More imports from Malaysia
Measured by gross domestic product (GDP), Italy is ranked tenth among the world’s largest economies. The main driver is the manufacture of high-quality consumer goods produced by small- and medium-size enterprises, many of them family-owned.
The third-largest economy in the Eurozone, Italy has suffered many problems. After strong GDP growth of 5-6% per year from the 1950s to the early 1970s, there was a slowdown over the 1980s and 1990s. In the last decade, the annual growth rate was poor, averaging 1.2% and comparing unfavourably with the EU average of 2.3%.
Stagnation in economic growth, coupled with political efforts to revive it with massive government spending from the 1980s, resulted in a sharp rise in public debt. In 2016, this reached a staggering 132% of GDP. Within the EU, only Greece is in worse shape.
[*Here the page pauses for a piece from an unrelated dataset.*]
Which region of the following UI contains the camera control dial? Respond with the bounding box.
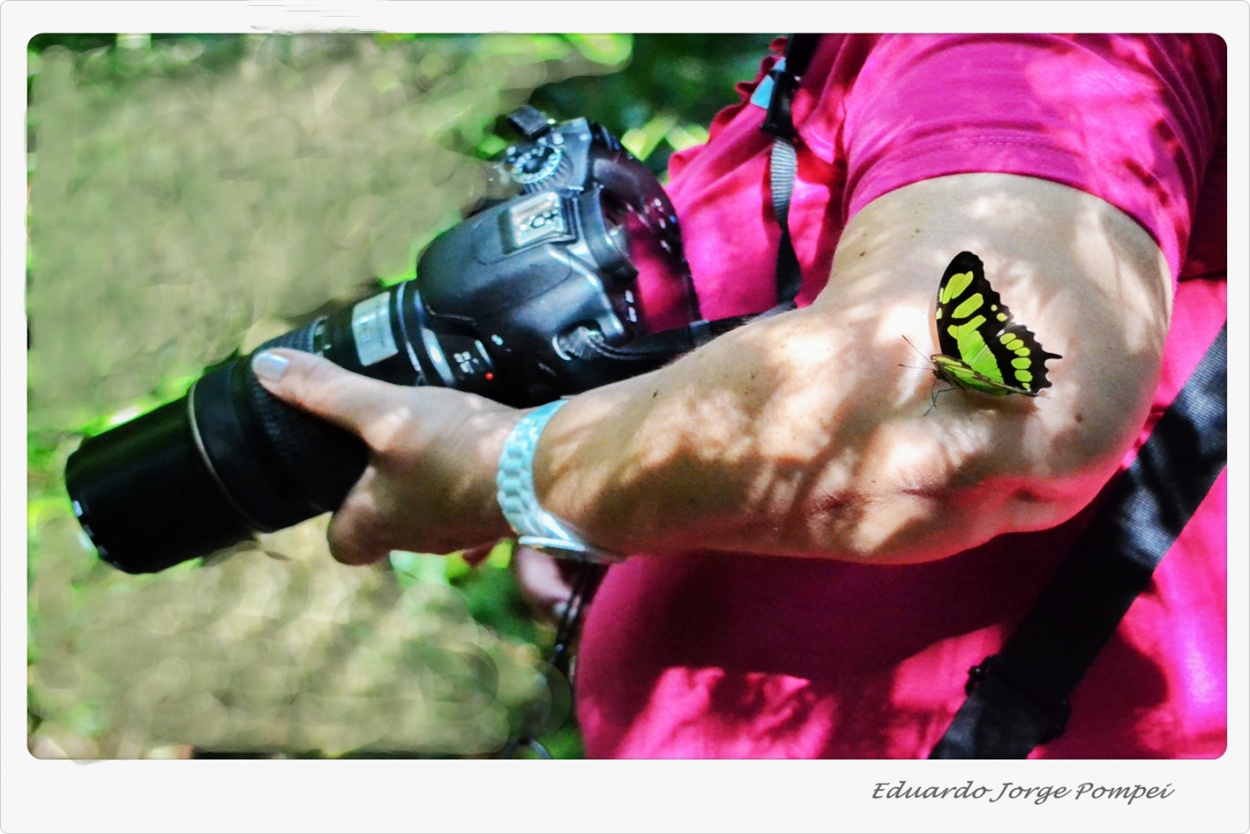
[507,144,564,187]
After a drastic decline in economic output of about minus 9% in 2008 compared to the pre-crisis level, Italy recorded growth of 0.8% in 2015. Still, unemployment at 12% was a problem, with youth unemployment at over 40%. But the inflation rate was 0.1% in 2015, lower than the 0.2% of 2014 and 1.2% of 2013.
Energy supply in Italy is characterised by high dependence of about 79% on imports. The demand for energy is covered to 36% by petrol, 35% by gas, 15% by renewable energy, 9% by solid fuels and 5% by imported electricity.
In the renewable energy sector, the biomass and biogas industry is gradually gaining importance, albeit at a low level. Legislation introduced in June 2014 has restricted the subsidies available for renewables.
Reliance on palm oil
Italy produces 1.3 million tonnes of oils and fats per year. More than one-third of this is olive oil, a staple in its cuisine.
It is the second-largest importer of palm oil in Europe after the Netherlands. This is all the more impressive considering that much of the Dutch imports are for oil processing and re-export as refined products. In Italy, though, the high demand is attributed to a vibrant food processing industry and strong consumer demand among the population of 60 million.
It is interesting that the combined purchases of only four of the EU-28 member-states in 2014, namely the Netherlands, Italy, Spain and Germany, accounted for well over two-thirds of the EU´s palm oil imports (Figure 1).
While Italy’s intake of palm oil more than tripled over the decade preceding 2014, it has since declined. Between 2014 and 2016, the volume dropped by more than 13% (Figure 2).
However, this drop appeared to be almost entirely attributable to Indonesian palm oil. Malaysian export volumes more than doubled from 2015-16 (Figure 3).
Italy has also been a significant importer of palm kernel oil and oleochemicals (Figure 4), compared to other European countries.
This relatively healthy picture for the palm oil industry has been somewhat dampened by negative campaigns. In May 2016, Italy´s largest food retail chain, Cooperativa di Consumatori, banned food products containing palm oil from its supermarkets and hypermarkets.
But what about biodiesel? A few years ago, Italy seemed poised to jump on the renewable fuels bandwagon with determination. And the country does produce biofuels in reasonable quantities.
However, based on data from the European Biodiesel Board, Italy has fallen to seventh in the ranking of the largest biofuels producers in Europe (Figure 5).
All this notwithstanding, Italian demand for palm oil is projected to be robust. Much of its food processing industry depends on palm oil as an ingredient, such as in the world-famous hazelnut spread Nutella. Italy will therefore remain a formidable European market for the palm oil industry.